Le concessionnaire acadien se défendit :
– Celui-là, on me l'a imposé par force. Il paraît que, depuis Montréal et Québec, le Lac Supérieur et la Baie des Chaleurs, tout le monde se le repasse pour s'en débarrasser. Mais les autres sont de forts gaillards et qui savent se battre.
Peyrac riait, enchanté.
– Je vous remercie, Défour. Je ne dédaigne pas la présence de quelques bons tireurs, mais qu'ont dit de votre rapt M. de Wauvenart et le chevalier de Grandrivière ?

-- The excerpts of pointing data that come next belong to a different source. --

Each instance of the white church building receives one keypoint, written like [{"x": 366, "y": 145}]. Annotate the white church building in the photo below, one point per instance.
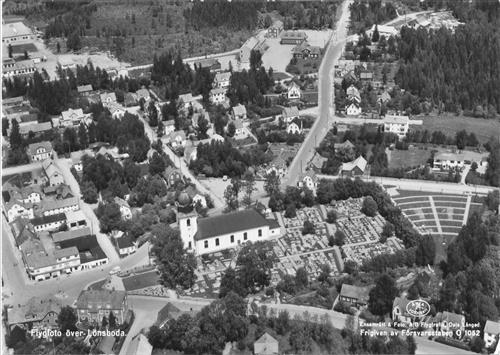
[{"x": 212, "y": 234}]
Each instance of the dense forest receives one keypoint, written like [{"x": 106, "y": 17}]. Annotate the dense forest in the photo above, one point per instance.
[{"x": 455, "y": 70}]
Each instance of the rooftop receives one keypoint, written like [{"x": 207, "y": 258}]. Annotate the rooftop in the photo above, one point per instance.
[
  {"x": 94, "y": 300},
  {"x": 229, "y": 223}
]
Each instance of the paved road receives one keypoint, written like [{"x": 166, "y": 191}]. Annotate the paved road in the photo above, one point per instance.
[
  {"x": 423, "y": 185},
  {"x": 180, "y": 163},
  {"x": 326, "y": 92}
]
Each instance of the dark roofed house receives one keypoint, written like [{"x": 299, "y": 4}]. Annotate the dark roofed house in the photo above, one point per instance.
[
  {"x": 266, "y": 345},
  {"x": 355, "y": 295},
  {"x": 93, "y": 305}
]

– Ils étaient à Jemseg. On attend par là-bas la visite du gouverneur de l'Acadie, M. de Villedavray. C'est d'ailleurs pour cela que j'ai entrepris ma randonnée à travers la Baie, c'est plus prudent. Mes frères se chargeront de recevoir ce gêneur, conclut-il avec de grands éclats goguenards.
– Mais pourquoi n'avez-vous pas déposé vos militaires à Gouldsboro ? demanda Castine.
– La tempête m'a drossé jusqu'aux îles Matinicus, répondit l'autre avec simplicité. Après quoi, un brouillard m'a tenu dans la suie complète pendant quatre jours. J'ai donc préféré continuer à me diriger vers l'ouest. La passe de Gouldsboro n'est pas facile à franchir. J'aurais pu tomber sur Barbe d'Or. Mais vous voyez qu'on finit toujours par se rejoindre.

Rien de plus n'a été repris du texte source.